70  Feature Engineering for Geospatial Data

Geospatial data carries information that few other modalities possess: every observation is anchored to a location on the surface of the Earth, and that location relates to every other location through distance, adjacency, and containment. A machine learning model that treats latitude and longitude as two ordinary numeric columns discards almost all of this structure. The art of geospatial feature engineering is to surface the relationships that location implies, encode them as model ready features, and do so without violating the geometry of a curved planet. This chapter develops the foundations and the practical tooling for that task, moving from coordinate systems through distance metrics, spatial joins, geohashing, proximity and density features, and finally the diagnostics of spatial autocorrelation.

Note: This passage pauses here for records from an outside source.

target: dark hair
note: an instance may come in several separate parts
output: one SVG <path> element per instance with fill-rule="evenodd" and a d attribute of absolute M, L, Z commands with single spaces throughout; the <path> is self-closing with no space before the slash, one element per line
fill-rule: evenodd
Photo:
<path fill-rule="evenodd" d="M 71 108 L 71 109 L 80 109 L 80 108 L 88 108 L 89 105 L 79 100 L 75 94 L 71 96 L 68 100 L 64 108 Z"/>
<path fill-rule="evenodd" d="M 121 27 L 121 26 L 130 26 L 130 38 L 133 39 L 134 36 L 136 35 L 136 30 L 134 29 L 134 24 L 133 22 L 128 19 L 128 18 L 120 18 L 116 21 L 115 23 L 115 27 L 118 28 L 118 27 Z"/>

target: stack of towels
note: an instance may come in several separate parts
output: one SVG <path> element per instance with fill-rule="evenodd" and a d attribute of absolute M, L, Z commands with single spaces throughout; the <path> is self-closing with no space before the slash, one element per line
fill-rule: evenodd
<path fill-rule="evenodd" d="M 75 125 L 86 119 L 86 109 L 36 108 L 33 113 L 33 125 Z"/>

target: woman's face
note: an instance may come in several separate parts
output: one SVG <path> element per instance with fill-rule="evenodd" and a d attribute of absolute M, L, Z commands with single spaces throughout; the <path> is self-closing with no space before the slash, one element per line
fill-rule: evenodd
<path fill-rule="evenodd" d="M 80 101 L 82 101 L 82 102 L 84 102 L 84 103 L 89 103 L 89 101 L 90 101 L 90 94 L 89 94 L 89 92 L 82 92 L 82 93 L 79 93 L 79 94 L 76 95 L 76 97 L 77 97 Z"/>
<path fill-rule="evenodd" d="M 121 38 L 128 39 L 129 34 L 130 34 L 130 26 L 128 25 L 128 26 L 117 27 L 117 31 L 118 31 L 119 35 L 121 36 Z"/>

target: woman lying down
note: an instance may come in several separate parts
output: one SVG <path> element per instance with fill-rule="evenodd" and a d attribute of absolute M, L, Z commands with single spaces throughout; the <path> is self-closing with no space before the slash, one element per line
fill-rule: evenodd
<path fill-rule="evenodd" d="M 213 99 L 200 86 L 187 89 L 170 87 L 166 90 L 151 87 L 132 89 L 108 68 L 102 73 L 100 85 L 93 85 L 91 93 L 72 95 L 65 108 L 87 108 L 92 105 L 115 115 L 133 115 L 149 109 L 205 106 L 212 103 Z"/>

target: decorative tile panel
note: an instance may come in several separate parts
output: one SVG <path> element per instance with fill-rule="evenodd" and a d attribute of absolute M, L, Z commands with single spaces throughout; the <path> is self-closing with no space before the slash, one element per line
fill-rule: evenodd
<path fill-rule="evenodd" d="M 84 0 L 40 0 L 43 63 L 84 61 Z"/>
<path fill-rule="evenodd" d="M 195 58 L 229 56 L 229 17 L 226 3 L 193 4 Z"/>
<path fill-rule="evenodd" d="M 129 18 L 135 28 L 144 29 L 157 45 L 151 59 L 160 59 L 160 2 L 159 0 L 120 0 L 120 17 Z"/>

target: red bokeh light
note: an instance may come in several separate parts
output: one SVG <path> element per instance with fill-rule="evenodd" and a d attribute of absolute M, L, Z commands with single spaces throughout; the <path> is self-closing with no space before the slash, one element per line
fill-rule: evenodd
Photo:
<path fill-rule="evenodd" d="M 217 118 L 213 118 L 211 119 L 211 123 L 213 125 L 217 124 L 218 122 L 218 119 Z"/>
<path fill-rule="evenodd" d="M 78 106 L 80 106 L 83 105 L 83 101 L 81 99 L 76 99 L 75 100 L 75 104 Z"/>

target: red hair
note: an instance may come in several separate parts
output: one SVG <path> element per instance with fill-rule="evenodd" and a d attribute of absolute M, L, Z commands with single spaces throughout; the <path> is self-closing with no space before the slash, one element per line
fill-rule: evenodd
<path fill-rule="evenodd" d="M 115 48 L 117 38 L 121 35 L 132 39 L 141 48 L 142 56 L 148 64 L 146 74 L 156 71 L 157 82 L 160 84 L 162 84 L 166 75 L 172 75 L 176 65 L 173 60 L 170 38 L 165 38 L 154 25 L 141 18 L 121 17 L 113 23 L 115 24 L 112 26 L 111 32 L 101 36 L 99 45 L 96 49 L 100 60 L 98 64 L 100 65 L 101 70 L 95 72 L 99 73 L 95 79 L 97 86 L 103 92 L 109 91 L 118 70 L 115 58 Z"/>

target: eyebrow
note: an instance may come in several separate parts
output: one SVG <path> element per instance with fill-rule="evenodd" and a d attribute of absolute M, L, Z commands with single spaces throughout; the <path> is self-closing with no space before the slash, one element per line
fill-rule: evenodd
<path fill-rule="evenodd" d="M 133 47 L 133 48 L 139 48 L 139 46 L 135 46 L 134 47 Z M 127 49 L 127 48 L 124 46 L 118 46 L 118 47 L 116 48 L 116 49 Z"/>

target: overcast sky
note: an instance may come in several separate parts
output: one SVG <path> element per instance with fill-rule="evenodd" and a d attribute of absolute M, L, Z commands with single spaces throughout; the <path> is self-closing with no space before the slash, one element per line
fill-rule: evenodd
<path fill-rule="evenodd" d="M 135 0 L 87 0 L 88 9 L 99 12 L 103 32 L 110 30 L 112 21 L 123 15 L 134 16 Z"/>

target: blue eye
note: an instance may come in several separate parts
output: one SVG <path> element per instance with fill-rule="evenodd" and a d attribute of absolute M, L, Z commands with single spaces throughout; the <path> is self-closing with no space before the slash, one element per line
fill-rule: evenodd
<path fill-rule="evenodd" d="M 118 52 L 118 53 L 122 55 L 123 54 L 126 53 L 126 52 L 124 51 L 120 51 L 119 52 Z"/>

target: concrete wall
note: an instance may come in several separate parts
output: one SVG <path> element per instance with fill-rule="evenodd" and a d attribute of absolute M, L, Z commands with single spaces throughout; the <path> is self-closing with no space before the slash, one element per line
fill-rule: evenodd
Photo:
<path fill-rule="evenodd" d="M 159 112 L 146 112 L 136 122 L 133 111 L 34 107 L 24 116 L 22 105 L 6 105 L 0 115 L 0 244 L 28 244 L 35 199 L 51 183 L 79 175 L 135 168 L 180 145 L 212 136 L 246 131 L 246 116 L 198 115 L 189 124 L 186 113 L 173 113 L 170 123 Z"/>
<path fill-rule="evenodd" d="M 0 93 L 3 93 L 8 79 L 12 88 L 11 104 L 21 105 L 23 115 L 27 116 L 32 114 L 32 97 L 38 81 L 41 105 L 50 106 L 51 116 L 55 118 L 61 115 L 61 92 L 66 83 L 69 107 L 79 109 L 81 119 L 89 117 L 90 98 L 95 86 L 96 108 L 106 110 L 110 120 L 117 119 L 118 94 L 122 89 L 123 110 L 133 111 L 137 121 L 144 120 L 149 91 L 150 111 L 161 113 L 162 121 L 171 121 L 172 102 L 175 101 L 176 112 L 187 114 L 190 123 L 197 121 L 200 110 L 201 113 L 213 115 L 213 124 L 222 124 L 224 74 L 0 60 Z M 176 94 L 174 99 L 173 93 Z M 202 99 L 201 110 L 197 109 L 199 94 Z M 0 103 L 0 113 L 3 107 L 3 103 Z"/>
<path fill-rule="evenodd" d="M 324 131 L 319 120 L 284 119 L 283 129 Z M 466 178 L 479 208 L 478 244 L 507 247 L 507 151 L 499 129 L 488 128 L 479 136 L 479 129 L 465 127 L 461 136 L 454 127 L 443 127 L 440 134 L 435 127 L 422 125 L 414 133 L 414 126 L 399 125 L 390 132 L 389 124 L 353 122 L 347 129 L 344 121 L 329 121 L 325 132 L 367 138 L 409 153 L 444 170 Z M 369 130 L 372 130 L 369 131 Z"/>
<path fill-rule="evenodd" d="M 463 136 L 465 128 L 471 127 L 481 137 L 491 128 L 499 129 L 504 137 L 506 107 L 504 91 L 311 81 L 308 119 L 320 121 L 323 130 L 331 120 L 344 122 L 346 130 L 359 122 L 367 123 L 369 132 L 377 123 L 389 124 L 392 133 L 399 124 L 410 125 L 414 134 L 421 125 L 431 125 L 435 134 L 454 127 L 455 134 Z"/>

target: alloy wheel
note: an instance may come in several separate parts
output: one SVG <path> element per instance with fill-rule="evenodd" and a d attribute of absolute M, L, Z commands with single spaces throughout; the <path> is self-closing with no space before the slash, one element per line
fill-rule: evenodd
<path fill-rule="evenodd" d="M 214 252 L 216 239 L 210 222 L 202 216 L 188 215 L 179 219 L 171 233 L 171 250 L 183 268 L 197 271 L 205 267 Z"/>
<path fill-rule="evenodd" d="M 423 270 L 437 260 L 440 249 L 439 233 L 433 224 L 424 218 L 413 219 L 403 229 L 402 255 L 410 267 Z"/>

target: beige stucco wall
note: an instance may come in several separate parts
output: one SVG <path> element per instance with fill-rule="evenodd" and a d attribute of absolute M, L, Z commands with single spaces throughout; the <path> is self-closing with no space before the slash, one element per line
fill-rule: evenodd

70.1 1. Coordinate Systems and Projections

70.1.1 1.1 Geographic Coordinates and the Geodetic Datum

A geographic coordinate system describes position on an ellipsoidal model of the Earth using latitude \(\phi\) and longitude \(\lambda\), both measured in degrees. The most widely used reference frame is the World Geodetic System 1984 (WGS84), identified by the code EPSG:4326, which underlies the Global Positioning System and the bulk of consumer location data. Latitude ranges over \([-90^\circ, 90^\circ]\) and longitude over \([-180^\circ, 180^\circ]\).

The critical property to internalize is that geographic coordinates are angular, not linear. One degree of latitude corresponds to roughly 111 kilometers everywhere, but one degree of longitude shrinks toward the poles according to

\[ \Delta x \approx 111.32 \cos(\phi) \;\text{km per degree of longitude}. \]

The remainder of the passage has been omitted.